There is no time to argue. The first two Miou charge, their movements a blur of black armor. They come at me from opposite sides, their swords aimed at my legs, a classic tactic to hamstring a larger opponent.

I do not let them. I stomp my foot, the ground shaking with the impact, and a shower of dirt and glowing moss erupts. The warrior on my left falters for a heartbeat, his vision obscured. It is all I need. I pivot, my massive arm scything through the air, and backhand him. The sound of my claws on his helmet is a sickening crunch of metal and bone. He goes down and does not get up.

The other warrior is on me, his blade slicing a deep, burning furrow along my thigh. I ignore the pain. I grab his sword arm, my fingers closing around his armored wrist. He is strong, but I am cursed. I squeeze. Bones snap like dry twigs. He screams, a high, thin sound that is cut short as I lift him from the ground and hurl him into the oncoming line of his comrades.

They are a wave, crashing against the rock of my rage. I am a whirlwind of destruction, my fists and claws my only weapons. I break swords, I shatter shields, I throw bodies. The orc warrior inside me sings with the grim joy of battle, the familiar dance of death. But for every one I fell, another takes his place. They are a tide, and they are wearing me down.

And then, the magic begins.

Vexia and the other three sorcerers raise their hands in unison. They begin to chant, their voices weaving together into alow, dissonant melody that makes the already strange air of the Wildspont feel thick and heavy, like water. The glowing moss at my feet begins to writhe, twisting into grasping, spectral hands that claw at my ankles, trying to root me to the spot.

I roar and stomp, shattering the magical constructs, but more rise to take their place. This is their plan. The warriors are a distraction, a way to hold me in place while the true trap is sprung.

“Kael of the Stonefang,” Vexia’s voice echoes in my head, not through my ears, but directly in my skull. It is an oily, invasive presence. “Let us peel back the layers. Let us find the beast beneath the broken orc.”

The ritual begins.

It is not a simple pain. It is an unmaking. I feel their magic, a web of invisible, hooked tendrils, sink into my mind. They are not just attacking me; they are dissecting me. They pull at the fragile threads of my re-formed memories, trying to unravel them.
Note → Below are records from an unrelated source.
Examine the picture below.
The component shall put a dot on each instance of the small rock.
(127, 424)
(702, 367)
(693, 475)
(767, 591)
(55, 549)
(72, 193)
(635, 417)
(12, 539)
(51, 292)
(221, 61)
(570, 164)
Grommash’s face, his proud smile, begins to blur, his features melting like wax.

Lyra’s laughter, the sound of the sun on the snow, becomes a distorted, mocking screech.

My father’s face, stern and proud, dissolves into the sneering visage of Lord Malakor.

“No,” I groan, dropping to one knee, my hands pressed to the sides of my head. The memories are all I have left of who I was. They are the foundation of the man Mikana loves. And they are being stolen from me.

The red storm, the Urog’s mindless rage, surges back, a welcome tide of oblivion against the surgical precision of their psychic assault. It is easier to be the beast. The beast does not remember. The beast does not feel this loss.

“That’s it,” Vexia’s voice purrs in my mind. “Let go. Forget the name. Forget the clan. There is only the collar. There is only the master.”

I am losing. The warriors are pressing in, their swords finding marks on my arms, my back. The magical tendrils are tightening, squeezing the last remnants of Kael from the Urog’s shell. I can feel my name, my precious, hard-won name, slipping away like smoke.